In the general way: for a given T=prod(q_i) exponent the effective score=log2(T)/sum(1/q_i), where smaller score is better.
Since this is a 1st stage idea, let B=B1.

What you all forget that if you include q^e for a possible extended 1st stage in (B,B'), then the extra effort for q^e in (B,B') means only a q-th exponentiation in the method [because in any case you'd process q^(e-1) in the usual way because q^(e-1)<B], and not q^e-th exponentiation, but gives you the largish 1/q>1/B' probability to find a divisor with the P-1 method.

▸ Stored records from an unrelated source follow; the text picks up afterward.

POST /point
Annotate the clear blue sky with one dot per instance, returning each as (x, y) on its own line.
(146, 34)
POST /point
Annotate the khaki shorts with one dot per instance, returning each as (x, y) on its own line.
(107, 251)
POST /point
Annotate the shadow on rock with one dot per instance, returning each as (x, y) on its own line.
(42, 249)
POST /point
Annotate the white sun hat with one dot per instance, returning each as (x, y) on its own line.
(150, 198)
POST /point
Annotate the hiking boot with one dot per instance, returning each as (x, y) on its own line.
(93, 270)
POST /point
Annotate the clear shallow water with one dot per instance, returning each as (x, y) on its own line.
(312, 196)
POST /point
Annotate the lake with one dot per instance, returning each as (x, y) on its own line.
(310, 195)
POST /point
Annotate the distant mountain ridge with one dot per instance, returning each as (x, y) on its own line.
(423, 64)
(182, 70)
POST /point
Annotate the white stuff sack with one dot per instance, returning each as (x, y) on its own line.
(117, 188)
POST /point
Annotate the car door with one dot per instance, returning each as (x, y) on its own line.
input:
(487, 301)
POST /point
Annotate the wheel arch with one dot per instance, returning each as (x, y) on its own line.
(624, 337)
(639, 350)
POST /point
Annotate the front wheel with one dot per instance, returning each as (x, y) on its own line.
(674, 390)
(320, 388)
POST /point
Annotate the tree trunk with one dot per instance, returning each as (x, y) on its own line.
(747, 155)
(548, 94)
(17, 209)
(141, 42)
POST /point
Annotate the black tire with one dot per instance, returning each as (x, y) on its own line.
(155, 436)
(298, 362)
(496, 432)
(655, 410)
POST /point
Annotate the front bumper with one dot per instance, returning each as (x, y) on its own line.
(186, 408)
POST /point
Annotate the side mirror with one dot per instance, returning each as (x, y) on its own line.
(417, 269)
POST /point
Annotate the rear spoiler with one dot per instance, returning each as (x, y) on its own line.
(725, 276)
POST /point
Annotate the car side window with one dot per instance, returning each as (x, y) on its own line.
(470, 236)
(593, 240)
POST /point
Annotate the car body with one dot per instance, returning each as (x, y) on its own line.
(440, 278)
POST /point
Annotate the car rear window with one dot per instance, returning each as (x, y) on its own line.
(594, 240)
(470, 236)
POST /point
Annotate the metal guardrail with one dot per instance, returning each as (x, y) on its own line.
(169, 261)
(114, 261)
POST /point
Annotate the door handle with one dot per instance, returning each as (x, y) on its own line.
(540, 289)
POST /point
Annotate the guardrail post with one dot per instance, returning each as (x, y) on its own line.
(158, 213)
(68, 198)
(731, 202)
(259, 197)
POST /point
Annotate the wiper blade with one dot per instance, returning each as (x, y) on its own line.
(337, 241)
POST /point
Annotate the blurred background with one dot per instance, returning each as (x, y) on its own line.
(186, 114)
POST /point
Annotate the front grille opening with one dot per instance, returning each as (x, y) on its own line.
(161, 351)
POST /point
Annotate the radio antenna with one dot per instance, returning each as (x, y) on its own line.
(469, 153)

My suggestion is to use B'=2*B, in fact a slightly smaller.
To convince you quickly:

The effective score=log2(T)/sum(1/q^e), where T is the exponent.
You stopped at B, and at that point you've score=log2(B)*B=besteff.

Include all primepowers, but not primes from the (B,2*B) interval, so choose B'=2*B.

For a single primepower the effective score is at most log2(sqrt(2*B))*2*B=0.5*(log2(B)+0.5)*2*B=
=(log2(B)+0.5)*B, almost good, there is a fractional error bit. So shrink it a little:

For a fixed B choose B'=c*B (where c depends on B and e!), then

log2(sqrt(c*B))*c*B=0.5*(log2(B)+log2(c))*c*B<log2(B)*B=besteff for any c<2 if B is "large".

In general the best bound for fixed B and e>1 let B'=U, at an equal effective score you would see:

log2(U^(1/e))*U=log2(B)*B or the same
log(U)*U/e=log(B)*B, because you can change to natural logarithm (and here e>1 is an integer).

Example: for B=10^5 and e=2 this gives U=189482 (as expected close to 2*B for e=2), if we use this same bound
for all e>1 in (B,U) then:

log2(T)=1062.02 (used the product of primepowers's core part).
sum(1/q^e)=0.000954325
and effective score=1112854.2 what is smaller than the base score:
log2(B)*B=1660964.05

ps. as said for e>2 you have to use an even larger bound, and that could be higher than 2*B, so for smallish
primes you have to include more primes, q^2 or more, the analysis is still correct, because in these
cases the algorithm picked up the smaller primepower for a smaller e'<e integer.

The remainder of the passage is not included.